Pervers, rusé et impudent, l’adolescent s’introduit chez ses voisins dans l’idée de perturber la tranquillité de leurs jours et de leurs nuits. Ainsi, l’adolescent raconte sur son voisinage que le capitaine Gordon Abigail est attiré par les jeunes garçons ; que Mrs Dass et son mari n’ont rien fait pour retenir leur fils unique aujourd’hui enfui ; que Mr Plant lorgne les femmes et en trousse certaines ; et, pis encore, que le père de Stephen a sans doute tué sa première épouse.
Oui, c’est ce que clame à qui veut l’entendre, et souvent aux intéressés eux-mêmes, le jeune Timothy.
Mais de ce qu’il a raconté, insinué ou affirmé, comment faire la différence entre vérité et fabulation ? »

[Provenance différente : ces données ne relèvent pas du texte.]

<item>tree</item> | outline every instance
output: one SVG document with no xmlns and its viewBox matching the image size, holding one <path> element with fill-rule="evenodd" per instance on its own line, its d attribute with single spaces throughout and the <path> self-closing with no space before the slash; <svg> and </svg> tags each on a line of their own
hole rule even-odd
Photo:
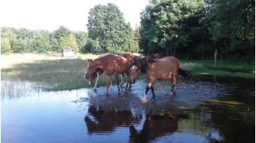
<svg viewBox="0 0 256 143">
<path fill-rule="evenodd" d="M 88 33 L 85 32 L 75 32 L 75 40 L 77 41 L 79 51 L 85 53 L 85 45 L 87 44 L 88 39 Z"/>
<path fill-rule="evenodd" d="M 7 38 L 1 38 L 1 53 L 11 53 L 10 41 Z"/>
<path fill-rule="evenodd" d="M 59 38 L 59 48 L 58 52 L 61 52 L 62 48 L 73 49 L 75 52 L 78 52 L 79 48 L 75 41 L 75 38 L 73 34 L 70 34 L 66 37 L 60 37 Z"/>
<path fill-rule="evenodd" d="M 201 22 L 209 26 L 212 41 L 222 44 L 219 49 L 239 56 L 254 56 L 254 0 L 207 0 L 206 8 L 208 12 Z"/>
<path fill-rule="evenodd" d="M 60 38 L 68 37 L 72 33 L 72 31 L 63 26 L 59 27 L 57 30 L 53 31 L 54 38 L 56 38 L 58 41 L 60 39 Z"/>
<path fill-rule="evenodd" d="M 115 53 L 127 47 L 132 29 L 115 5 L 96 5 L 89 14 L 88 37 L 97 41 L 104 52 Z"/>
<path fill-rule="evenodd" d="M 190 41 L 187 20 L 203 5 L 203 0 L 152 0 L 141 14 L 140 33 L 142 41 L 148 41 L 148 51 L 166 50 L 167 56 L 175 56 L 180 44 L 187 46 Z"/>
<path fill-rule="evenodd" d="M 31 42 L 32 51 L 46 53 L 47 52 L 51 50 L 49 39 L 47 39 L 47 38 L 45 36 L 44 37 L 44 32 L 42 32 L 41 30 L 34 33 Z"/>
</svg>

L’auteur : « Issu d’une famille protestante, William Trevor Cox ,de son vrai nom, est né en 1928 dans une petite ville voisine de Cork en Irlande. Après des études au collège Saint Columbia, puis au Trinity College de Dublin, où il fut diplômé d’histoire, William Trevor s’essaya à la sculpture parallèlement à son métier d’enseignant. En 1952, il se marie à Jane Ryan et s’établit en Angleterre, à Londres où il fut rédacteur dans une agence publicitaire, puis quelques années plus tard, dans le Devon. Il connait son premier grand succès littéraire à l’âge de trente-six ans avec The Old Boys. On lui doit des chefs-d’œuvre tels que En lisant Tourgueniev (Booker Prize 1991 ; Libretto, 2001) ou Le Voyage de Felicia (Phébus, 1996 ; adapté au cinéma par Atom Egoyan). Primé à de nombreuses reprises, il est considéré comme l’un des écrivains majeurs de langue anglaise ; il fut d’ailleurs fut anobli par la reine Elizabeth II d’Angleterre en 2002. » (présentation de l’éditeur)

J’ai déjà lu cinq romans de William Trevor, ainsi que deux recueils de nouvelles. Voici ce que j’ai écrit dans mon carnet de notes pour Cet été-là, lu en juillet 2013 (à l’époque, je n’écrivais pas encore de véritables « chroniques » – je n’ai commencé qu’en juin 2014) : « William Trevor excelle à peindre l’amour qui illumine soudain une existence terne, et la mélancolie des espoirs déçus. Son écriture, toujours limpide et délicate, donne naissance dans ce roman aussi, « Cet été-là », à une galerie de personnages humbles et attachants. Une belle histoire. »
Un très grand écrivain. Je lui consacrerai un billet dédié parmi mes « fiches auteurs », prochainement.